LORD ORANMORE and BROWNE

complained that the clause gave permission to the clergy to use any hymns and anthems at their discretion; that in the last edition of Hymns Ancient and Modern there was one hymn invoking the intercession of Saints, and others by like invocation of the Virgin. Considering the contempt of the law shown by Mr. Mackonochie and other, it appeared to him that the clergy of the Church of England should be restrained, instead of encouraging a lawless spirit by such enactments as were contained in this clause.

Clause, as amended, agreed to.

Clause 12 (Application of Act), and Clause 13 (Short title of Act), severally agreed to.

Schedules A and B read, and agreed to.

On the Motion of the LORD CHANCELLOR, the folio wing Amendments made: —

In page 5, after ("Schedules to which this Act refers") insert a new Schedule to be headed ("SCHEDULEA."), as follows:—

Notice of Burial.

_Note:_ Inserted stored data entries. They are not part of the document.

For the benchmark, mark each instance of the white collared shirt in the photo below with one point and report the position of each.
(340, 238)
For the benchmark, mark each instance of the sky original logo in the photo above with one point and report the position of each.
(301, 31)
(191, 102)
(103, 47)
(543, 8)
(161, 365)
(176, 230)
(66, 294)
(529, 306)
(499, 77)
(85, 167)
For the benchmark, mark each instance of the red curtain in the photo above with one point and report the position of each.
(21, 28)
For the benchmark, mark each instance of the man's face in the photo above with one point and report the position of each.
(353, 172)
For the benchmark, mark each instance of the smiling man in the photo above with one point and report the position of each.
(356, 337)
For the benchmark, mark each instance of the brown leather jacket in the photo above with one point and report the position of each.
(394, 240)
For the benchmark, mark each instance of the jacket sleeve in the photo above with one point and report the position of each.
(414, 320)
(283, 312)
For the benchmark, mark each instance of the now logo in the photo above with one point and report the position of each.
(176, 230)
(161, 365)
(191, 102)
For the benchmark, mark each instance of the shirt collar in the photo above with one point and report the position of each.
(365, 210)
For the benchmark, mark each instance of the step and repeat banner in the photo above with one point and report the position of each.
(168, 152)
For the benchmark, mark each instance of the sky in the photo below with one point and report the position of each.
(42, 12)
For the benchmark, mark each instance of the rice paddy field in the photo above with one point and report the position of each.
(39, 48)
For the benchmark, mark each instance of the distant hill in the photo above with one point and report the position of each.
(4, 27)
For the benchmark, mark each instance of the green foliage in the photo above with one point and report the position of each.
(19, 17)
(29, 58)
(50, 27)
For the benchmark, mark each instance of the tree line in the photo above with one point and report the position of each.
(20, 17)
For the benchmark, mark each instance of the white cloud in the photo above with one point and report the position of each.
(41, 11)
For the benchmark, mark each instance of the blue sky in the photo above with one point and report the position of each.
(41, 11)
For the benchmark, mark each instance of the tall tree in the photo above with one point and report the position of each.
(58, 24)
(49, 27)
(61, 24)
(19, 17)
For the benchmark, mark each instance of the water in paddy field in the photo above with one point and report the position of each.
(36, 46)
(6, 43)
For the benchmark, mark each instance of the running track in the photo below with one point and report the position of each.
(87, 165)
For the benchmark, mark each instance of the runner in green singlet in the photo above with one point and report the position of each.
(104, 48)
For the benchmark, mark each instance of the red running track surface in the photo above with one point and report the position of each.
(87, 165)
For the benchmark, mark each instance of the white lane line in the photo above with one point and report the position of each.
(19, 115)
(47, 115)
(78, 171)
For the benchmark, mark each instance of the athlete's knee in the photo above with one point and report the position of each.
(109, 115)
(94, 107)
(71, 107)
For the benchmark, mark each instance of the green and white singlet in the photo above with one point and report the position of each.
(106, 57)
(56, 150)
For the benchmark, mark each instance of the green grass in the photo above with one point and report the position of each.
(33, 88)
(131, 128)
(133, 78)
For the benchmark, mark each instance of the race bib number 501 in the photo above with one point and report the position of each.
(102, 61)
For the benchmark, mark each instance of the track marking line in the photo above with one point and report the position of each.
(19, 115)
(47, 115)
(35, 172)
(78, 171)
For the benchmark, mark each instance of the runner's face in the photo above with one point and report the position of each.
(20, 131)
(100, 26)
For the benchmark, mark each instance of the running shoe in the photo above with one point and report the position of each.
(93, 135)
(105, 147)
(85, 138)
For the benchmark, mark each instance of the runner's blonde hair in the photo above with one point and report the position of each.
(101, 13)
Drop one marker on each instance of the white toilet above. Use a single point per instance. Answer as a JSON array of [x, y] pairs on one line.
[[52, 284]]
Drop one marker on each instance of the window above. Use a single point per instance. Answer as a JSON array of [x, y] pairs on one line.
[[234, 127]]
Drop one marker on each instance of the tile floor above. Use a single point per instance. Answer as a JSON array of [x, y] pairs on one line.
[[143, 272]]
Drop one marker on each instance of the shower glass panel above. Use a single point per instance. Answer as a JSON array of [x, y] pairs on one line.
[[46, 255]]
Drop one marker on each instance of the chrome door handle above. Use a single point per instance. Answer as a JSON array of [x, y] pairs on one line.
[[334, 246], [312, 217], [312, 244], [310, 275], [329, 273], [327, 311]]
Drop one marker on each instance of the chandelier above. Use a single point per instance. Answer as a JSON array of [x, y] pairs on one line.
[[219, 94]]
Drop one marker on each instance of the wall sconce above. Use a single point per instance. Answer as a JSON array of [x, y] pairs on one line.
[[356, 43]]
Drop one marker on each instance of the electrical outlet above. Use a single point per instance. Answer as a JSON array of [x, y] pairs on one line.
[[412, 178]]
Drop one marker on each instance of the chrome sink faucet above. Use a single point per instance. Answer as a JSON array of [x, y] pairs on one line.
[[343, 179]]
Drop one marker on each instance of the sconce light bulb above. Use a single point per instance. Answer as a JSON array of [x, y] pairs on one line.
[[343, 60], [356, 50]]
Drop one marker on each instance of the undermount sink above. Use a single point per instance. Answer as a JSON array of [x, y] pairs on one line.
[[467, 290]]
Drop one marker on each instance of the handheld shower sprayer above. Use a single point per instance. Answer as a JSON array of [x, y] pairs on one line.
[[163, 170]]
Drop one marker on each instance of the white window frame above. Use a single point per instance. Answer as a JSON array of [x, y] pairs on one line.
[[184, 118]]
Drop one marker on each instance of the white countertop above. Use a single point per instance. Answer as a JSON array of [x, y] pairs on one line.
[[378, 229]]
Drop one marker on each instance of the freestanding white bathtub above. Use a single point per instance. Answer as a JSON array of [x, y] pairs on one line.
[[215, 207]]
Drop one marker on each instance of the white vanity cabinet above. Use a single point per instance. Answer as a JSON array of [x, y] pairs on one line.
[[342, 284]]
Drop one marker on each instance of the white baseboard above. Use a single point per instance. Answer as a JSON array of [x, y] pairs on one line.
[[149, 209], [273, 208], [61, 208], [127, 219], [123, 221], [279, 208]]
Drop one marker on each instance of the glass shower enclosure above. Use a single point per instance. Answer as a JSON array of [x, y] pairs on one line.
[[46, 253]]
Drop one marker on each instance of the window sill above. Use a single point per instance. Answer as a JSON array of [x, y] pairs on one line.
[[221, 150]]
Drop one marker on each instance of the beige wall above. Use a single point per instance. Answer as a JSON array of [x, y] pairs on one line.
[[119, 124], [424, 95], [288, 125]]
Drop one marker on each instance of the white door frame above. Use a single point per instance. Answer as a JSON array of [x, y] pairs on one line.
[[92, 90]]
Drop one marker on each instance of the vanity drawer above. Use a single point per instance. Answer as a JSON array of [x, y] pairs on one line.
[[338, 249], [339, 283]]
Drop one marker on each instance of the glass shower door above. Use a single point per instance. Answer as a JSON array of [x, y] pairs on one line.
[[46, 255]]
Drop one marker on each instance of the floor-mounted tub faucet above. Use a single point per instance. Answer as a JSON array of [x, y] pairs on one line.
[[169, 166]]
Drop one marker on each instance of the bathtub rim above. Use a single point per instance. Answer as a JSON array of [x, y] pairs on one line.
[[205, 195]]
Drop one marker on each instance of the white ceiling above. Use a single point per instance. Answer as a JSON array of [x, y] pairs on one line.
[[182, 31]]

I, of, being the relative [orfriend, or legal representative as the case may be, describing the relation, if a relative having the charge of or being responsible for the burial of A. B., of, who died at in the parish of, on the day of, do hereby give you notice that it is intended by me that the body of the said A.B. shall be buried within the [here describe the churchyard or graveyard in which the body is to be buried,] on the day of at the hour of, without the performance in the manner prescribed by law of the service for the burial of the dead according to the rites of the Church of England, and I give this notice pursuant to the "Burial Laws Amendment Act, 1880.

To the Rector [or, as the case may bc,] of

Page 5, line 2, for ("Schedule A.") substitute ("Schedule B."); line 9, for ("Schedule B.") substitute ("Schedule C."); page 6, line 19, omit all the words from ("8. Insert, &.") down to the end of the Schedule inclusive.

Postponed Preamble agreed to. House resumed.

The Report of the Amendments to be received on Friday next; and Bill to be printed as amended. (No. 86.)

House adjourned at half past Ten o'clock, to Thursday next, half past Ten o'clock.